ずっと小馬鹿にされているような気がしていた。でも僕自身が僕にはそれだけの価値しかないと思っていたし、不当な扱いを受けているとは考えなかった。
犬を暴力から守るために彼の側を離れ、実家で彼とのことを考え続けるうちに、自分がずっと不満を抱えていたことに気付いてしまった。本当は対等な人間として扱われたかった。妻が自分より犬を優先すると拗ねるのではなく、一緒に親の立場になってほしかった。僕の心に関心を持ってほしかった。
僕のほうも彼を信じていなかったのかもしれない。男なんて所詮はこんなもんだと思っていたのかもしれない。男というものに失望していて、男性全般に対する敵意を彼に向けてしまっていた。

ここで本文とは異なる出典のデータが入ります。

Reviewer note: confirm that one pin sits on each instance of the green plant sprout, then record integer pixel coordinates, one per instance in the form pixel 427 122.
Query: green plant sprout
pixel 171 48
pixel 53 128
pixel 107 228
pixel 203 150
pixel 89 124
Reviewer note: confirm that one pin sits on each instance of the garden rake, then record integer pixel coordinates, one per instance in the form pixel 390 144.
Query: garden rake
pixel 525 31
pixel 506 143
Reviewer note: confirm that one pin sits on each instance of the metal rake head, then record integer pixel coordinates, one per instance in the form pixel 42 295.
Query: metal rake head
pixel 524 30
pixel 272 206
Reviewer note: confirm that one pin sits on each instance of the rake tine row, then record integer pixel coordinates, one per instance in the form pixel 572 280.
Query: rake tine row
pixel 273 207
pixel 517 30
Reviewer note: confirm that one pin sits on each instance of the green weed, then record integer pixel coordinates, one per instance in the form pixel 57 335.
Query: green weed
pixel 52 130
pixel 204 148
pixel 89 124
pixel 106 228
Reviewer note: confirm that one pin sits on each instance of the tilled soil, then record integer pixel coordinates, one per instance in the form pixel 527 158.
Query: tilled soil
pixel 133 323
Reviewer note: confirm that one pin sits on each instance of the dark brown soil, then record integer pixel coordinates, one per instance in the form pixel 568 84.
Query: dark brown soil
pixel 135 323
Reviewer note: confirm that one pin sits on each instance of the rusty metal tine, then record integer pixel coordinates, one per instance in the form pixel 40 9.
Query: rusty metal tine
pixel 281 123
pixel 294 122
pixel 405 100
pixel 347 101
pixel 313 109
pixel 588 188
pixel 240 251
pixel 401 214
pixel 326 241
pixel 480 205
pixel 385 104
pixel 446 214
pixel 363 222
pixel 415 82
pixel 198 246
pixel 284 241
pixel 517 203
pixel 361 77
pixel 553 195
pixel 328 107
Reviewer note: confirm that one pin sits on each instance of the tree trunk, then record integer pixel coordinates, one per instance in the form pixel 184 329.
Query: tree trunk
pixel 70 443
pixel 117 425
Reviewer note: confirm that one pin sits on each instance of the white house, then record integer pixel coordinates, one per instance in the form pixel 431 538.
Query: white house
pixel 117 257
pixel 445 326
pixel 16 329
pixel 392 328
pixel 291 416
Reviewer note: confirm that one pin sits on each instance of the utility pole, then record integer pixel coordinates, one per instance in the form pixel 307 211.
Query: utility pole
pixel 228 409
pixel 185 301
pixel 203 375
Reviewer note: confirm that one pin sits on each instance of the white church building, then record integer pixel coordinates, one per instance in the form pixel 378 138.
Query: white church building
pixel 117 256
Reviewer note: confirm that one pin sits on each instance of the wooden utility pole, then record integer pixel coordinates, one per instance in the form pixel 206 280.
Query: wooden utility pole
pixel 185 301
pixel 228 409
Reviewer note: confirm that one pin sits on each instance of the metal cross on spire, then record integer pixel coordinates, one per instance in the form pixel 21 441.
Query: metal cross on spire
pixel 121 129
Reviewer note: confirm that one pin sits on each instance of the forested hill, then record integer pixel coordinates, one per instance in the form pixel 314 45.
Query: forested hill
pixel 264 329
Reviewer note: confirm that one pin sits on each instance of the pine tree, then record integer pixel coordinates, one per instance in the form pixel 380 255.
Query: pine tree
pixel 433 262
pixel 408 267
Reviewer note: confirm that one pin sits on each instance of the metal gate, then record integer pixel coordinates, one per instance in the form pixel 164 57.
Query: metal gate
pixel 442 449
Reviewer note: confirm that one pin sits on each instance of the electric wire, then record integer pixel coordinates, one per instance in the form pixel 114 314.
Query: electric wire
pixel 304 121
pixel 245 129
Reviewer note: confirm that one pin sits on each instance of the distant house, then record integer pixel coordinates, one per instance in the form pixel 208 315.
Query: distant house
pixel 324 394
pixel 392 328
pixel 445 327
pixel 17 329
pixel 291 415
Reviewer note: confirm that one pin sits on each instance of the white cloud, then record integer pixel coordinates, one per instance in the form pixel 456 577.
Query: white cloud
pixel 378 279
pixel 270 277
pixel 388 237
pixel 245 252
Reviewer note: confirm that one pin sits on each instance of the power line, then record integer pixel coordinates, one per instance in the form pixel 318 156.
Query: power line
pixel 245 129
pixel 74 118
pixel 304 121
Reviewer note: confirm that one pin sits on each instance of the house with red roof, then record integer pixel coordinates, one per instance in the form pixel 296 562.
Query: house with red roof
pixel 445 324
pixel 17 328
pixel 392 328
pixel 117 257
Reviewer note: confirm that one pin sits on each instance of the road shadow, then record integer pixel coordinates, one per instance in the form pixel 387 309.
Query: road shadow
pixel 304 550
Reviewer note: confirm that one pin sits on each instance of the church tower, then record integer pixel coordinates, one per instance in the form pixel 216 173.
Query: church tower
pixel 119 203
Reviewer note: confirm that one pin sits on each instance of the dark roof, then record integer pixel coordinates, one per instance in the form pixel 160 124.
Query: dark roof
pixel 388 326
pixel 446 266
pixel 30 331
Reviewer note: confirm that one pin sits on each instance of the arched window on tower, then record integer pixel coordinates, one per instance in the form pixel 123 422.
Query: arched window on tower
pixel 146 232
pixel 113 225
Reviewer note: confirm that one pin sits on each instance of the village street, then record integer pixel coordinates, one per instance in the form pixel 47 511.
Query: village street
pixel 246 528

全て過去の話だ。もう離婚したのだから、彼とのことで思い煩う必要はないはずだ。しかし、深まった男性不信が、今の自分にも影を落としている。
自分を女性だとどうしても認識できない。30年間女性になろうと努力して、やっと諦めてから数年。自分を男性と認識するほうがしっくりくるかもしれないとも思う。胸の膨らみを手術で取りたいし、女性らしい名前を変えたい。男性として生きられたらもう少し楽かもしれない。
しかし、自分の中の男嫌いの部分が、あいつらと一緒にするなと怒り出す。自分を軽んじ、性的なモノとして消費しようと近付いてきたあいつらと。
世の男性が性犯罪者ばかりではないことも、性差別的な価値観から抜け出そうとしている人がいることも頭ではわかっている。それでもあのにやついた目を忘れることができない。実体験としての恐怖と屈辱を振り払うことがてきない。
男性絡みのトラウマを乗り越えなければ、自分の性自認さえまともに考えることができない。それまでは曖昧なまま、どこにも属さない中間にいさせてほしい。